Meg Whitman commented that in the early days Paypal customer support staff didn’t answer the phone – they were avoiding speaking to customers.
I don’t understand why more customer service lines don’t follow Trade Me’s example. At Trade Me you pay$1.99 per minute when you call (a 900 or o900 number) customer service – but in return there is no waiting on hold, excellent service and, and I like this, a real effort by callers as well as CS staff to resolve the issue quickly. The average call time is low, and the issues dealt with are the material ones, and the less material problems are coped with via email.
Sadly for an otherwise great service Telecom takes a huge chunk of the income – 50 cents per minute, and a bunch of monthly fees, so businesses don’t have the ability to charge at a lower rate.
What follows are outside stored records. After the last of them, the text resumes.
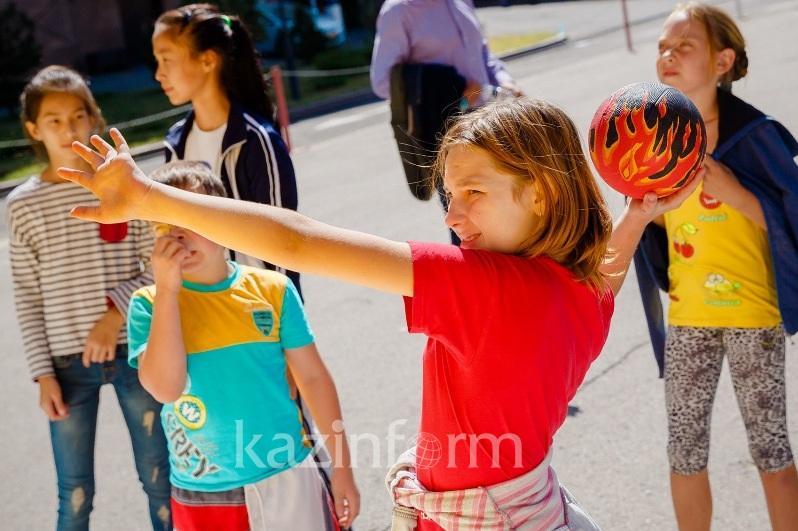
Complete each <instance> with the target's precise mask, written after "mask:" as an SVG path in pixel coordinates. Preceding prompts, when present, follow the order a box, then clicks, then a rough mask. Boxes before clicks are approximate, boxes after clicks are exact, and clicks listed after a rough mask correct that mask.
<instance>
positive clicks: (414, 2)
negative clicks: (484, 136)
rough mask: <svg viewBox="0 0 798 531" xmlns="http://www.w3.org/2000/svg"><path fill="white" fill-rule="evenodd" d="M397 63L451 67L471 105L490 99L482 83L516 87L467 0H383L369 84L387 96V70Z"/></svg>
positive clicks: (513, 91) (375, 42) (518, 90)
mask: <svg viewBox="0 0 798 531" xmlns="http://www.w3.org/2000/svg"><path fill="white" fill-rule="evenodd" d="M398 63H436V64H443V65H449V66H453V67H454V68H455V69H456V70H457V72H458V73H459V74H460V75H461V76H463V77H464V78H465V79H466V83H467V86H466V90H465V93H464V96H466V97H467V99H468V100H469V103H470V104H471V105H472V106H475V105H477V104H479V103H480V101H484V100H487V99H489V98H490V96H491V94H484V91H483V90H482V89H483V87H486V86H487V85H490V86H493V87H501V88H503V89H506V90H509V91H510V92H511V93H513V94H515V95H516V96H520V95H521V91H520V90H519V88H518V87H517V85H516V84H515V81H514V80H513V78H512V76H511V75H510V74H509V73H508V72H507V70H506V69H505V67H504V63H502V62H501V61H499V60H498V59H497V58H496V56H494V55H493V54H492V53H490V50H488V43H487V41H486V40H485V37H484V36H483V35H482V31H481V30H480V27H479V21H478V20H477V17H476V13H475V11H474V4H473V2H472V1H471V0H386V2H385V3H384V4H383V5H382V8H381V9H380V14H379V17H378V18H377V35H376V37H375V39H374V53H373V55H372V58H371V74H370V75H371V87H372V89H373V90H374V93H375V94H377V95H378V96H379V97H381V98H384V99H388V97H389V95H390V77H391V68H392V67H393V66H394V65H395V64H398Z"/></svg>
This extortionate rate is a legacy (that’s a good article by the way) of expensive long distance calls and these days it clearly isn’t market pricing.
If the price were a fixed fee, or 10 cents per minute, then it opens up a world of possibilities. Businesses could vary the price they charge dependent upon demand, and even credit customers who have a genuine issue, who buy on the call or who are valuable. Telecom NZ could make a lot more money by lowering their prices for this service. But then again Telcos could make a lot more money by doing a lot of things.
Telcos could start with their own terrible CS experiences – offering an 0800/800 service to everybody, but a premium 0900/900 service to those with more money than patience (pretty much everybody it seems), promising in return instant contact with an operator. The nice thing about this is that it pays for itself – more operators are easily justified when they actually bring in more revenue than they cost.